Les personnes trans peuvent souffrir, l’institution fait bloc avec suffisance.
Alors quand je lis les propos remplis de certitude et d’arrogance du ministère suite à ce qu’il s’est passé pour une collègue trans, je suis en colère. Déjà parce qu'on ne reconnait pas que la proviseure s’est complètement plantée et l’a mise en danger. Ensuite, car un minimum d’humilité et de remise en question aurait été appréciable. Mais non, il n’y aurait pas de problème, rien à voir, circulez. Les personnes trans peuvent souffrir, l’institution fait bloc avec suffisance. La vérité, c’est que c’est l’ignorance qui gouverne la gestion du personnel trans dans l’Éducation nationale. L’institution nous veut, je l’espère, du bien mais à ne rien y connaître, elle produit des catastrophes. Elle gère « au cas par cas », en faisant « confiance aux chefs d’établissements » sans qu’elles ou eux ne connaissent le fond de la question, ni comment la traiter.

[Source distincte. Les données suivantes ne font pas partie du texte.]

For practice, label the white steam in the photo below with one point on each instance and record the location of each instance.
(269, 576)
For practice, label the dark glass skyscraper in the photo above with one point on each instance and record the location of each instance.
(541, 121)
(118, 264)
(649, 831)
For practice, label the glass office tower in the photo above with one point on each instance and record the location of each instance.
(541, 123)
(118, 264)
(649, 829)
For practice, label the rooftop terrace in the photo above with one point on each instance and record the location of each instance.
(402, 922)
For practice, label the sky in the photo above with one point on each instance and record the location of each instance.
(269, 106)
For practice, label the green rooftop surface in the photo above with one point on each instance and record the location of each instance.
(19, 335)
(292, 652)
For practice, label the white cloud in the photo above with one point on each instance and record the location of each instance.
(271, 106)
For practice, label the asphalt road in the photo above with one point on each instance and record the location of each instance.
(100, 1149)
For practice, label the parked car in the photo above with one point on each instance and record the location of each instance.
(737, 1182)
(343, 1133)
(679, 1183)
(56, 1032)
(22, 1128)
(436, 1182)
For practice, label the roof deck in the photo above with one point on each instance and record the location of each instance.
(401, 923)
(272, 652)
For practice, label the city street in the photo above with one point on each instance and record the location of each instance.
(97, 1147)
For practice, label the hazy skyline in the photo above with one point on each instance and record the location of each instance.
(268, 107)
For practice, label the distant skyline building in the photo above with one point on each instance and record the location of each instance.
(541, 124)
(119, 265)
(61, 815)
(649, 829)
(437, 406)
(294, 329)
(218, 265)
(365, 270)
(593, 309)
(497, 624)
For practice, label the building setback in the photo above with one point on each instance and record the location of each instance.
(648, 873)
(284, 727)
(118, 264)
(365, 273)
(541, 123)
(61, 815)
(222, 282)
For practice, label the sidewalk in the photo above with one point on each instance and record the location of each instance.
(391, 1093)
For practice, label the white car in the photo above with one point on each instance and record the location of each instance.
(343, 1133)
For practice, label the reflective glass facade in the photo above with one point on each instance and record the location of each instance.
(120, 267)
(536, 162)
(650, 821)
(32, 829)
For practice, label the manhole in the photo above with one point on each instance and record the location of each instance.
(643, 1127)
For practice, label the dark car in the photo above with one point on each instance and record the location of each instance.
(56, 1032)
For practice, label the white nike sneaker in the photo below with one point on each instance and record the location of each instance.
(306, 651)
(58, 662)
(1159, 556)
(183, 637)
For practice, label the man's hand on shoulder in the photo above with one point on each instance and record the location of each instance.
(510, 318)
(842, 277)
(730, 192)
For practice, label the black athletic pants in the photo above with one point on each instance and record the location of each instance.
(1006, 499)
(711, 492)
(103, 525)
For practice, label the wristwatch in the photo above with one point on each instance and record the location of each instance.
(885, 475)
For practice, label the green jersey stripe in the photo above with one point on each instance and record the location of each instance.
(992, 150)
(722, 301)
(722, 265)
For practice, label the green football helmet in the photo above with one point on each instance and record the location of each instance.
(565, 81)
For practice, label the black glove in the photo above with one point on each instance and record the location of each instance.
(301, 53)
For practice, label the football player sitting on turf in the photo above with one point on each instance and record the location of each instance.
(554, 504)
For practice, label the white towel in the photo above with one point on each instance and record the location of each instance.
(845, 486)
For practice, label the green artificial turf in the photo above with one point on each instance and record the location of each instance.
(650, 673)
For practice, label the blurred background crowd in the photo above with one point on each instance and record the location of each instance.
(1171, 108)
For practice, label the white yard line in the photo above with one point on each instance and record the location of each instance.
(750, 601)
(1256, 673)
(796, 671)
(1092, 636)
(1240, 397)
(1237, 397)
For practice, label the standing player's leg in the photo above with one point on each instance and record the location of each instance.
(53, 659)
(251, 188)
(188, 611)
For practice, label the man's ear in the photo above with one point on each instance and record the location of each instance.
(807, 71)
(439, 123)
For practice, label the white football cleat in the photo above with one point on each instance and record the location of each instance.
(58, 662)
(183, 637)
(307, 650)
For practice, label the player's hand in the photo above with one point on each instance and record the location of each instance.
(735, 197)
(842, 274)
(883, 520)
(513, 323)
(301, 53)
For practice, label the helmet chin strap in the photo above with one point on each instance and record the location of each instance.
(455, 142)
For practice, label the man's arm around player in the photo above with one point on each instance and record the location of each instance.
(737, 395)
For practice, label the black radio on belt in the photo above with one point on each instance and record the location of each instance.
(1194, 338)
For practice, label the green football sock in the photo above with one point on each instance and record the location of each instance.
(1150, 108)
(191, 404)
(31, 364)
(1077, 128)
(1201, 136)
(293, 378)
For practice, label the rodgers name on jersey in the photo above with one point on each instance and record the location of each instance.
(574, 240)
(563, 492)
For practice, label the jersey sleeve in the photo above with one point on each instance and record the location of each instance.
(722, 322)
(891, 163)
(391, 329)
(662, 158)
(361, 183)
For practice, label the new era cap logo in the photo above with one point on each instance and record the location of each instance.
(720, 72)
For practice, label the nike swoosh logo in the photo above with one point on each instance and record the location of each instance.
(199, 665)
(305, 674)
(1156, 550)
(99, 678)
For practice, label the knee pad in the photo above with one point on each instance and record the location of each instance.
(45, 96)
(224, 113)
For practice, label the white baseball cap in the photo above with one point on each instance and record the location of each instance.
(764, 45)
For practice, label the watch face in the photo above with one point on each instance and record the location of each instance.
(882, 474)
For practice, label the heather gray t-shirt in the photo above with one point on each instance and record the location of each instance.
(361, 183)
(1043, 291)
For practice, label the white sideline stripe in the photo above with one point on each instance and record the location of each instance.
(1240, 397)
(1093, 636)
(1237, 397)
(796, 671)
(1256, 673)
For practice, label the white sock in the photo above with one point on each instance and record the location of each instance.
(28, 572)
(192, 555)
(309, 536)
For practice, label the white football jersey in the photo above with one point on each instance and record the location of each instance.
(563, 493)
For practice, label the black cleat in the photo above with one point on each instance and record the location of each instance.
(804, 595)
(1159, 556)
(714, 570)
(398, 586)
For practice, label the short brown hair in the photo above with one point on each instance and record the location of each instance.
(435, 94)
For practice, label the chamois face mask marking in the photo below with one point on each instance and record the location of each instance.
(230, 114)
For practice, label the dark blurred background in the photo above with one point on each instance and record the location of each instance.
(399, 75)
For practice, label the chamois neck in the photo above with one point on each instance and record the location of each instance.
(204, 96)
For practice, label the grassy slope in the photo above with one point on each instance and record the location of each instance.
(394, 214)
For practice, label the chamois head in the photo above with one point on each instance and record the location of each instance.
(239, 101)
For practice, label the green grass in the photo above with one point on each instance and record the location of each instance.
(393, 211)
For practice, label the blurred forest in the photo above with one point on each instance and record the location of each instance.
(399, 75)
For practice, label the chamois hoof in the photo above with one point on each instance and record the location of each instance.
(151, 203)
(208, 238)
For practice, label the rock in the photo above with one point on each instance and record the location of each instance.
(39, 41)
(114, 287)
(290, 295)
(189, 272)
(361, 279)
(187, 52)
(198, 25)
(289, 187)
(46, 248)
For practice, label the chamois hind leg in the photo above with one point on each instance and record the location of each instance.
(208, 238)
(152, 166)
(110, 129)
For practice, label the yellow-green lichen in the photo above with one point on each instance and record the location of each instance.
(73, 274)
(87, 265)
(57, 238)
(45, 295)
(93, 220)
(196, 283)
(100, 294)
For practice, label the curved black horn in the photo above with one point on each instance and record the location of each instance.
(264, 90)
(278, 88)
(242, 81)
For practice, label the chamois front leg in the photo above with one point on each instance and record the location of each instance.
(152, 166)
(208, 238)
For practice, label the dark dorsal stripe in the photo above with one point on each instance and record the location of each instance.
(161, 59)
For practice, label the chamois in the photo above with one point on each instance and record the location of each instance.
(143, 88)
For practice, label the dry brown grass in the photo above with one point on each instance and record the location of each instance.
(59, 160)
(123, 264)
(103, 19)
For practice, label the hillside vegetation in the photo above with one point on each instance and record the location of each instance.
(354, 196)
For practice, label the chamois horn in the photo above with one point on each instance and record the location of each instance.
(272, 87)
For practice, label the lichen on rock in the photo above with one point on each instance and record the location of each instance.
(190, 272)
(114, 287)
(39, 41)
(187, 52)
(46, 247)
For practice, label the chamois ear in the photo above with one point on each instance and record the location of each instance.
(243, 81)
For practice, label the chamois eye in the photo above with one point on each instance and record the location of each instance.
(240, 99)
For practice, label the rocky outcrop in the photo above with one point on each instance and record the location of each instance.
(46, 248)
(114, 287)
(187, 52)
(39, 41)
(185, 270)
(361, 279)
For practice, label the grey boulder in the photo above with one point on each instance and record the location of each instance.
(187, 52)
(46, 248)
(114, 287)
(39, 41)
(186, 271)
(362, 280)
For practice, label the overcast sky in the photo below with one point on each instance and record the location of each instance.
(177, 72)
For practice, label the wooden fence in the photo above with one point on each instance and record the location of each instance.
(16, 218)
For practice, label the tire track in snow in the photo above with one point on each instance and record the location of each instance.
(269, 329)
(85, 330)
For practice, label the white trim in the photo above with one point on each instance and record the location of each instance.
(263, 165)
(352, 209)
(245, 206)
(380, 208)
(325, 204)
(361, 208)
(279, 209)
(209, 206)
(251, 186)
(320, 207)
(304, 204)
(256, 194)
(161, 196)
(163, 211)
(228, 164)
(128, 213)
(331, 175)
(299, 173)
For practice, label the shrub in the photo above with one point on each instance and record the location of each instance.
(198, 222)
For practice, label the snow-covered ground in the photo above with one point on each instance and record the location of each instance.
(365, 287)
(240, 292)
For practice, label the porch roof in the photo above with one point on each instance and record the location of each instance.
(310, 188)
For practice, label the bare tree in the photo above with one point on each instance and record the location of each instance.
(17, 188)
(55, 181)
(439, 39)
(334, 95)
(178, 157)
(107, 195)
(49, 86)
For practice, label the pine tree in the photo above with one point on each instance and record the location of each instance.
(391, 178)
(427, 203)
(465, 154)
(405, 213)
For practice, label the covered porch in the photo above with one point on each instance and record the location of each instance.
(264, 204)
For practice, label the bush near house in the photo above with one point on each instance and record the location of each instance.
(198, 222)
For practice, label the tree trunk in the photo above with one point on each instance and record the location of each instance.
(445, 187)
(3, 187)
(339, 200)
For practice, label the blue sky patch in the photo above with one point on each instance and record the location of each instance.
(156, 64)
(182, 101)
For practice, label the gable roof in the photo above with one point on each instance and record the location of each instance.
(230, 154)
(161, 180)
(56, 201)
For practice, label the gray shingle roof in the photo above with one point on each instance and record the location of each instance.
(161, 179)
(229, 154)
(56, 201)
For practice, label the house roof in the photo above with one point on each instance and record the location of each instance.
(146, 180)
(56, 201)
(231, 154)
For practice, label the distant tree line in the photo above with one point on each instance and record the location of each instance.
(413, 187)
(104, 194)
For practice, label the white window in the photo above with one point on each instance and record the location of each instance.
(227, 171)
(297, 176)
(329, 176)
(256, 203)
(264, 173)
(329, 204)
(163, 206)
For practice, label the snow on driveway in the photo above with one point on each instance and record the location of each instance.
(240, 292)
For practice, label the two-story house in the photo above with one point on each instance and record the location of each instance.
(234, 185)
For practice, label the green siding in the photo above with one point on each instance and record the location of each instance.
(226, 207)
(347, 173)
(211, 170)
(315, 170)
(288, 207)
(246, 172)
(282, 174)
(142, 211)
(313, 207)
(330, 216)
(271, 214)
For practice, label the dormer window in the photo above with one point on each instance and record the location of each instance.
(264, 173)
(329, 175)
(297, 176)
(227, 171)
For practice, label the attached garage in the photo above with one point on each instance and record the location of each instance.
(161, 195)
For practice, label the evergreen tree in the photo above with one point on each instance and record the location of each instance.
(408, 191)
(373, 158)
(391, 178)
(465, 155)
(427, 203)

L'administration croit qu’on fait sa transition en deux mois de vacances d’été.
La seule méthode que semble connaître l’administration est notre mise à l’écart ou le changement d’établissement. Autrement dit, l’invisibilisation de nos transidentités et le renvoi à des existences honteuses. Car ce qui est sous-entendu par cette pratique c’est « N’affichez surtout pas votre transidentité. Vous ne pouvez pas exister pour ce que vous êtes dans votre travail. Comme on ne sait pas gérer la transidentité et qu’on a peur des réactions, nous allons vous cacher et on vous demandera de le rester ensuite. » L’administration nous dira qu’elle est « garante de notre bien-être » en nous protégeant ainsi des réactions extérieures, alors qu’en réalité elle n’apporte ni réel soutien ni solution convenable, mais un nouveau poids sur les épaules de la personne trans. Elle croit encore qu’être trans c’est temporaire, transitoire. Que c’est aller de A à B et qu’on fait sa transition en deux mois de vacances d’été. Elle ne comprend pas qu’être trans c’est à vie, avant et après la transition, que c’est notre identité, mon identité. Que je n’ai pas envie de la cacher aux yeux de mes collègues, de devoir maquiller mon passé, de devoir l’enfouir, de devoir de nouveau me taire comme je me suis tue honteuse pendant vingt ans. Je ne quitte pas un monde de secret pour rentrer dans un autre. Demande-t-on aux personnes cis de se cacher ? Non. Alors pourquoi nous ? Pourquoi la seule forme de soutien proposée est notre invisibilisation ? Gêne-t-on ? Si oui alors qui ?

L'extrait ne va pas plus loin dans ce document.